We next examined the effect of complement deficiency on the in vivo expression of these genes in destabilized mouse joints. Twenty weeks after DMM surgery, chondrocytes from the destabilized joints of C5-deficient mice, which are MAC deficient and protected against osteoarthritis (Figs. 2a,b and Fig. 3), expressed lower levels of these inflammatory and degradative mediators than did chondrocytes from the destabilized joints of C5-sufficient mice (Fig. 4g). mRNA levels of Jun and Fos, proinflammatory transcription factors whose expression is induced by MAC[27,28], were also lower (Fig. 4g). Moreover, in human osteoarthritic cartilage, MAC co-localized with MMP-13 and with activated ERK-1/2 (Fig. 4h and Supplementary Fig. 6), a kinase that mediates resistance to MAC-mediated cell lysis[29] and stimulates the expression of MMP-13 by inducing the expression of Fos[30].
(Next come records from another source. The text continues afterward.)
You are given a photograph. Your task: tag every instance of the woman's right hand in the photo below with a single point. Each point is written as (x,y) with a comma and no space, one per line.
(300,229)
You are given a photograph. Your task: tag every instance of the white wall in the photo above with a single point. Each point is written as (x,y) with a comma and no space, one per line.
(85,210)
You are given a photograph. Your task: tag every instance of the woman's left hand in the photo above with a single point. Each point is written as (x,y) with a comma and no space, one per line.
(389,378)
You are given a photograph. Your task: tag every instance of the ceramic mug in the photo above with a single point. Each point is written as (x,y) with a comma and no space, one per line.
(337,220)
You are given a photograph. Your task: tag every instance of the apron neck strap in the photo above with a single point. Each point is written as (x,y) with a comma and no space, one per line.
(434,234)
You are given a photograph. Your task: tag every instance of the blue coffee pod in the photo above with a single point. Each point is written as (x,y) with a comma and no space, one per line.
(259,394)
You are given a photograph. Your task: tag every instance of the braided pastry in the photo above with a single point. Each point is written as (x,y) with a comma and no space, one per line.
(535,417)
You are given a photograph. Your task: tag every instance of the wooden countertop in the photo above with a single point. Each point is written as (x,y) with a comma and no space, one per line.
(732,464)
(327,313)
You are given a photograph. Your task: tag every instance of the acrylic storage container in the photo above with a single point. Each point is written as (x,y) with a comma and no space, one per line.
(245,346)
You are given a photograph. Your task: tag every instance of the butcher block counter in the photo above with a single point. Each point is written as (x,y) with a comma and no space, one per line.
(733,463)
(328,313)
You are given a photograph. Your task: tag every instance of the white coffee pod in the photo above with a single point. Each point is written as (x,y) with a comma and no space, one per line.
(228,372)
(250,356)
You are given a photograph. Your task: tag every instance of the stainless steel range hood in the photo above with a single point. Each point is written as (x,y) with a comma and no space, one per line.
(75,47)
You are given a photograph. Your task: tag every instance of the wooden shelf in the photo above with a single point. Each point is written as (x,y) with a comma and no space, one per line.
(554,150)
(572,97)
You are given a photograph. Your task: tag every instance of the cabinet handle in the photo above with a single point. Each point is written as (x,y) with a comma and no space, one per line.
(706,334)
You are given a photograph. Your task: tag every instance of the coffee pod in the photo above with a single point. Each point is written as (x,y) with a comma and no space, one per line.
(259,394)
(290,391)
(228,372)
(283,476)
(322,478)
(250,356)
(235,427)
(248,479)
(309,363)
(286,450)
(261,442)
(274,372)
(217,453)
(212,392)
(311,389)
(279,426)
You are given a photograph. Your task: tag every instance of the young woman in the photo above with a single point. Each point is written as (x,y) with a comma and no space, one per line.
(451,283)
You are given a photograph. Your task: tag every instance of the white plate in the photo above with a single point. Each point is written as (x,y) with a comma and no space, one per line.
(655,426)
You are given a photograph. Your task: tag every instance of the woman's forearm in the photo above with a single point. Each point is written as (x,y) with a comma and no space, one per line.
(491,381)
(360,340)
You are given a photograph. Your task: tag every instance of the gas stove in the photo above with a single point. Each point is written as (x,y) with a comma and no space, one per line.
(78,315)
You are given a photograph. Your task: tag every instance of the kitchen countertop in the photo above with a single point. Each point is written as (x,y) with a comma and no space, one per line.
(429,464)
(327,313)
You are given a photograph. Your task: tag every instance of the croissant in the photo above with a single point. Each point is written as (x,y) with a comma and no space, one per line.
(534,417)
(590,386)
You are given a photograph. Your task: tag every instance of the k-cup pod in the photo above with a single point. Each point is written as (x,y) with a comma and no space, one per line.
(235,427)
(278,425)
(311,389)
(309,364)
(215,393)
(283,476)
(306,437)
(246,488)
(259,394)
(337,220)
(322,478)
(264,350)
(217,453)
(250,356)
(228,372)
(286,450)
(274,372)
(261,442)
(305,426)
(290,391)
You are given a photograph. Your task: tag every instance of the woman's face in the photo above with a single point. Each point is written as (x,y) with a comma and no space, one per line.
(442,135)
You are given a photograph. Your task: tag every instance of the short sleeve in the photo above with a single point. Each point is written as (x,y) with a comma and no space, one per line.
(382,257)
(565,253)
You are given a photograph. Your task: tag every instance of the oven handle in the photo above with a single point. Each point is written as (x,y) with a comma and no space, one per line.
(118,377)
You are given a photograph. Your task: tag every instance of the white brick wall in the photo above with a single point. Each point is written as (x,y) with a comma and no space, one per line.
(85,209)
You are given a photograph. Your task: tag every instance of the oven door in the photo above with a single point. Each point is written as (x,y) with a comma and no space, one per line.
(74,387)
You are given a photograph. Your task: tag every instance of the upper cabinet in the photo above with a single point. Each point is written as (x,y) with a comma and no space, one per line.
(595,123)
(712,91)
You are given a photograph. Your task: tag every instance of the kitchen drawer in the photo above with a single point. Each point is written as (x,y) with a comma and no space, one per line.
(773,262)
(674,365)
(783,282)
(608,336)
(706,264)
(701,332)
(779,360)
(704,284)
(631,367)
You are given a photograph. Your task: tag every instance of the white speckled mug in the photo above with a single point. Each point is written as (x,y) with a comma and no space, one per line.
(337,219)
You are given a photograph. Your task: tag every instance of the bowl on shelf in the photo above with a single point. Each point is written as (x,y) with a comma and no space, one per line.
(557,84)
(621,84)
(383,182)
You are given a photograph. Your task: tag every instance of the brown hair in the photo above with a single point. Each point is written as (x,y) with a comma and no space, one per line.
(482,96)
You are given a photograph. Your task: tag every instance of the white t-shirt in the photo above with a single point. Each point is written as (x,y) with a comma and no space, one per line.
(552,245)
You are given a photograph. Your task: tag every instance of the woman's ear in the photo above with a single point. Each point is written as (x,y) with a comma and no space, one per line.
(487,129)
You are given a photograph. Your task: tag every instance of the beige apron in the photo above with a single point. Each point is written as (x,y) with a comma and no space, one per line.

Here we show that the complement cascade is crucial to the pathogenesis of osteoarthritis. Cartilage ECM components released by or exposed in osteoarthritic cartilage may trigger the complement cascade. Additionally, dysregulation of gene expression in joint tissues may contribute to a local preponderance of complement effectors over inhibitors in osteoarthritis, permitting complement activation to proceed unchecked. Complement activation in turn results in the formation of MAC on chondrocytes, which either kills the cells or causes them to produce matrix-degrading enzymes, inflammatory mediators, and further complement effectors—all of which promote joint pathology.

Recent findings suggest that low-grade complement activation contributes to the development of other degenerative diseases, such as age-related macular degeneration[31] and Alzheimer’s disease[32]. We propose that osteoarthritis can be added to this list of diseases. Our findings provide rationale for targeting the complement system as a disease-modifying therapy for osteoarthritis.